门外人听见细碎的脚步声,仿佛有个人走到门口,耳朵紧紧贴着偏门,努力聆听门外的声音。

它的嘴角裂开巨大的弧度,声音愈发痛楚:“好疼……我好疼……救救我……救救我……”

“真的吗?”门内的嫡小姐柔柔地问,“火烧得你很痛吗?”

“看来是很痛的。”令梨怜惜道,“痛到神志不清,都来找加害者求救了。”

“是你让我来找你的……”少年的声音压抑着疼痛,“我没有食言,我听话地来了,为什么,你为什么要这样对我!”

令梨背靠在门板上,目光望向院中浓郁的黑暗。

她竖起食指抵在唇边:“嘘,你听。”

遥远的,远离南楼小院的方向,交错复杂的脚步声**开了夜色,来回跑动的人呼喊着:

“——走水了!成王府走水了!”

燃烧的火云烧穿了粘稠的黑暗,令梨踮脚眺望,事不关己地对门外说:“哇,走水的地方好像是姐姐的北楼小院呢。”

她用了疑惑的语气,却没人听得出真心。

门外的苦求声戛然而止,浓郁的怨毒之气扑面而来,被紧闭的偏门挡住。

“棋差一招的滋味如何?”令梨问,“很有趣吧。”

今晚的戏写作桃僵李代,读作调虎离山。

“我曾经听说过一个故事。”令梨道,“说是一个人到别人家做客,和主人相谈甚欢。客人入夜前告辞,并对主人说:夜间是鬼怪出没的时候,无论是谁敲门,你都不要理会。”

“主人答应了,客人离开。天色渐渐黑了,主人正欲入睡,忽然听见门被敲了两下,门外的人说:是我,白天来做客的人,我落下了东西在你的屋子里,可以进来拿吗?”

“主人听见客人的声音,隔着窗纸看见客人的身形,于是他悄悄推开一条门缝,果然看见了白天的客人。”

“主人放下心来,打开房门:请进来吧,不知你落下了什么在我的屋子里?”

“‘客人’微微一笑,踏入门内,房间紧贴着它的后脚闭拢。”

“一夜过去,提醒主人夜晚不要开门的客人又一次拜访主人,‘主人’推开房门,对着客人微微一笑:进来吧,你落下了东西在我的屋里。”
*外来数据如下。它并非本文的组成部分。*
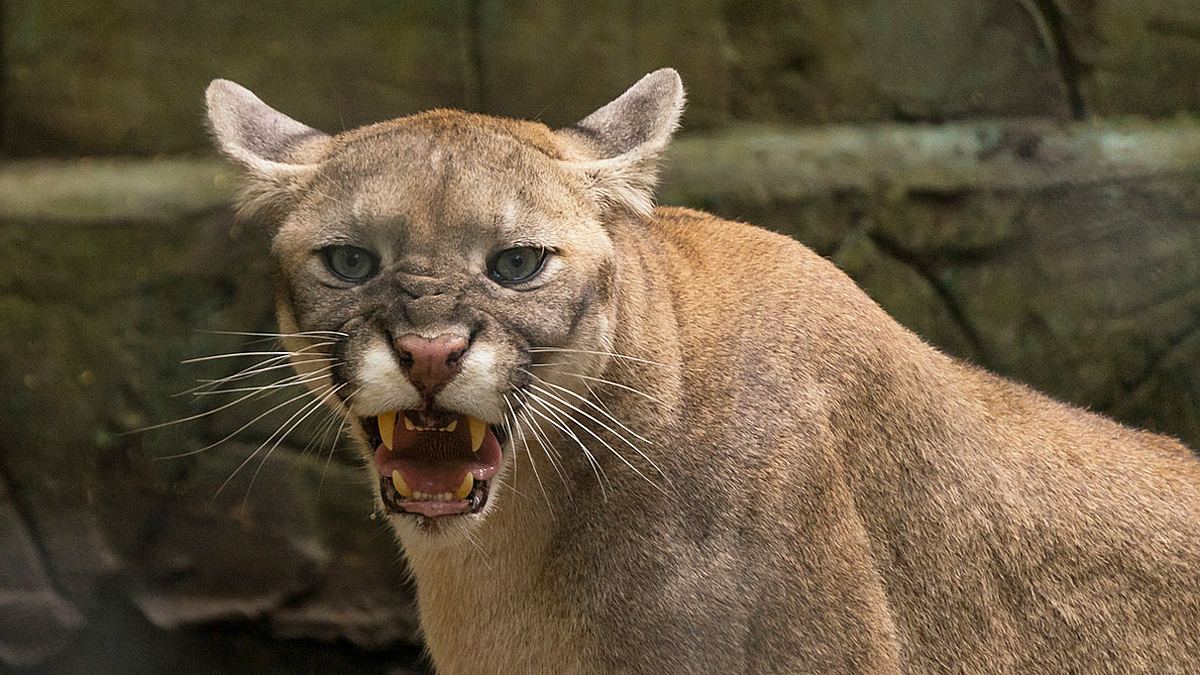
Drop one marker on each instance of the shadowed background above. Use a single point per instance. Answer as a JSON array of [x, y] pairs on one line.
[[1017, 180]]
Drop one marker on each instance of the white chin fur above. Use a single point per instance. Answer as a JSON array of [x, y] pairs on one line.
[[473, 390], [383, 387]]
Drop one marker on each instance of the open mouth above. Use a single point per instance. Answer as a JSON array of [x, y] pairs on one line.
[[433, 464]]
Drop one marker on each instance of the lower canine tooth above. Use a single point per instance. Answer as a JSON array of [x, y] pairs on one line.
[[387, 426], [478, 428], [468, 482], [397, 482]]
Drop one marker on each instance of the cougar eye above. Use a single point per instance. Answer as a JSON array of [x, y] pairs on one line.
[[349, 263], [514, 266]]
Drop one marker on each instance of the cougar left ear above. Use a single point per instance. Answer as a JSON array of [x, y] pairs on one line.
[[277, 151], [630, 133]]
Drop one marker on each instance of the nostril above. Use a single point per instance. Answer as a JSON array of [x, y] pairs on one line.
[[431, 362]]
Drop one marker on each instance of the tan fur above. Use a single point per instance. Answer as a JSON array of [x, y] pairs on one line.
[[834, 496]]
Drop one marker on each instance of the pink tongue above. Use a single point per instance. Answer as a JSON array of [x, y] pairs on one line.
[[436, 461]]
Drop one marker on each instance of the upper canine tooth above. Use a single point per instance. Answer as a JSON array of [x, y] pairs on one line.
[[478, 428], [401, 485], [387, 426], [468, 482]]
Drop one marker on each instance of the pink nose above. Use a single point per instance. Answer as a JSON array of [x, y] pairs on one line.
[[431, 363]]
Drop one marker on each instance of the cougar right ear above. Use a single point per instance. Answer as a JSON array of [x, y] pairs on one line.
[[277, 151]]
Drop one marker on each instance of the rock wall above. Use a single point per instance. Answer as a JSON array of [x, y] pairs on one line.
[[971, 163]]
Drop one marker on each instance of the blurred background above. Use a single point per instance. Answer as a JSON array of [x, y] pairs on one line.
[[1017, 180]]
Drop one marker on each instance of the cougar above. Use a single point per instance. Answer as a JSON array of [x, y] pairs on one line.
[[617, 437]]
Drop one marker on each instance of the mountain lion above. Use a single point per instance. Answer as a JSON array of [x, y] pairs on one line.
[[612, 437]]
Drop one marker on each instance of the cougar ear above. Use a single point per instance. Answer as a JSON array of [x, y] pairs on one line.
[[277, 153], [630, 133]]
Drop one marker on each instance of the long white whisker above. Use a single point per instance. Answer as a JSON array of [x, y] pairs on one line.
[[604, 412], [611, 383], [533, 465], [621, 457], [303, 378], [545, 447], [265, 368], [252, 334], [197, 416], [508, 434], [238, 354], [311, 406], [592, 460], [615, 354], [240, 429]]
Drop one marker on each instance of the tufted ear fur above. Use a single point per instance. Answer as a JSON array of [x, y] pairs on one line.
[[277, 151], [630, 135]]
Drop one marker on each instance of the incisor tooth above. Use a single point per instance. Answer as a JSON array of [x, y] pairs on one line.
[[468, 482], [478, 428], [397, 482], [387, 426]]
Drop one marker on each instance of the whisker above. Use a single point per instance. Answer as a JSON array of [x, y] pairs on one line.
[[297, 380], [604, 412], [240, 429], [595, 466], [615, 354], [618, 384], [252, 334], [337, 436], [197, 416], [311, 406], [621, 457], [508, 434], [239, 354], [533, 465], [545, 447], [255, 371]]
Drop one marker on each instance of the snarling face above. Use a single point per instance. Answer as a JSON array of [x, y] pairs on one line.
[[429, 267], [443, 280]]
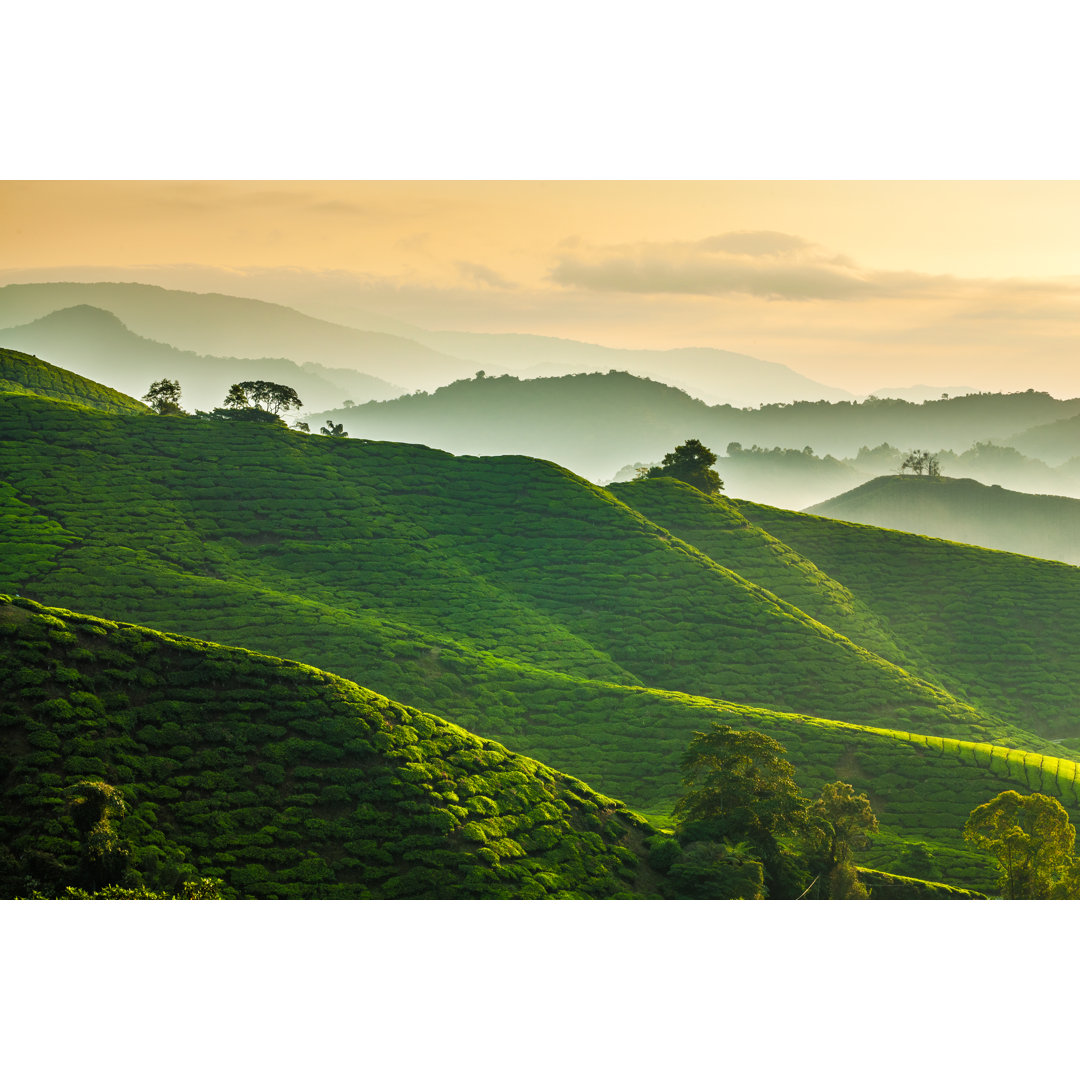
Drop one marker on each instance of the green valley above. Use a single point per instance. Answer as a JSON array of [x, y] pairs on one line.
[[593, 630]]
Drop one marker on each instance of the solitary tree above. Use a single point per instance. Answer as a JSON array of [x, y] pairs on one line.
[[921, 461], [269, 396], [841, 822], [692, 463], [164, 397], [739, 786], [1031, 839], [96, 808]]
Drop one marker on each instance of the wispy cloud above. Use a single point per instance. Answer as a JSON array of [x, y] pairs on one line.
[[774, 266], [483, 275]]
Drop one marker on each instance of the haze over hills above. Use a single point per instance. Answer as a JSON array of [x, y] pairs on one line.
[[96, 343], [1045, 526], [231, 326], [418, 359], [714, 375], [598, 424], [586, 630]]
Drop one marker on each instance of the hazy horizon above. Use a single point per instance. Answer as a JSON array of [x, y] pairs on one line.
[[855, 284]]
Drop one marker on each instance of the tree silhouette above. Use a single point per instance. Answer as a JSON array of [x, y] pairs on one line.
[[269, 396], [921, 461], [164, 397], [1033, 840], [691, 462]]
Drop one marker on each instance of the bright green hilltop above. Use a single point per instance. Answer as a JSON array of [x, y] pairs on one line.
[[593, 630]]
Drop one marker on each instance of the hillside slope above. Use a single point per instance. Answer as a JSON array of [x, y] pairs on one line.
[[219, 325], [522, 603], [997, 629], [280, 779], [23, 373], [598, 423], [97, 343], [286, 781], [1044, 526], [204, 527]]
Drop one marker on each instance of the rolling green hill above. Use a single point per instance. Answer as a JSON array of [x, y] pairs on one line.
[[21, 373], [96, 343], [1045, 526], [279, 779], [219, 325], [1055, 442], [996, 629], [598, 423], [592, 630]]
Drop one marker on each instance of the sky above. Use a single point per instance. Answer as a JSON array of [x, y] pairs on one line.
[[859, 284]]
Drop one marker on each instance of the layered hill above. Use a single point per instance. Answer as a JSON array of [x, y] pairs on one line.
[[601, 422], [1045, 526], [96, 343], [516, 599], [21, 373], [1057, 442], [997, 629], [218, 325], [279, 779], [421, 359]]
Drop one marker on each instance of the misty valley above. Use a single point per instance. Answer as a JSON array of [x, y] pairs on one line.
[[293, 609]]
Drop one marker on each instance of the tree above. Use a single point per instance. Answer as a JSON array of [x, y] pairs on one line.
[[841, 822], [164, 397], [739, 786], [691, 462], [920, 461], [95, 808], [269, 396], [1031, 839]]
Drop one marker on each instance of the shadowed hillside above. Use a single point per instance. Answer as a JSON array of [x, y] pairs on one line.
[[218, 325], [281, 780], [597, 424], [1045, 526], [21, 373], [96, 343], [593, 631]]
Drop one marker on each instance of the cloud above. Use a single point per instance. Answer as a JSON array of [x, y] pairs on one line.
[[484, 275], [761, 242], [773, 269], [773, 266]]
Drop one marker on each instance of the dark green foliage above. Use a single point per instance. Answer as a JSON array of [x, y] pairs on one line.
[[164, 397], [1034, 842], [368, 798], [257, 393], [692, 463], [522, 603]]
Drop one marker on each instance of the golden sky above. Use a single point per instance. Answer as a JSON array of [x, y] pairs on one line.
[[859, 284]]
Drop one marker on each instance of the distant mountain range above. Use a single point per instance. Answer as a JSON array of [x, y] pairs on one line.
[[591, 630], [219, 325], [1045, 526]]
令梨徐徐讲述:“姐姐执意要我推开门缝看你一眼,同样行为放在我身上,我肯定是想趁机戳瞎那人一只眼睛。但姐姐是个良善人,你真的只是想让我‘看’一眼——不是看你,是看一个被火烧得痛苦不已的‘他’。”

当你的耳朵听到熟悉的声音,当你的眼睛看见熟悉的模样,你又能拿什么证明他不是他?拿什么分辨真实与虚假?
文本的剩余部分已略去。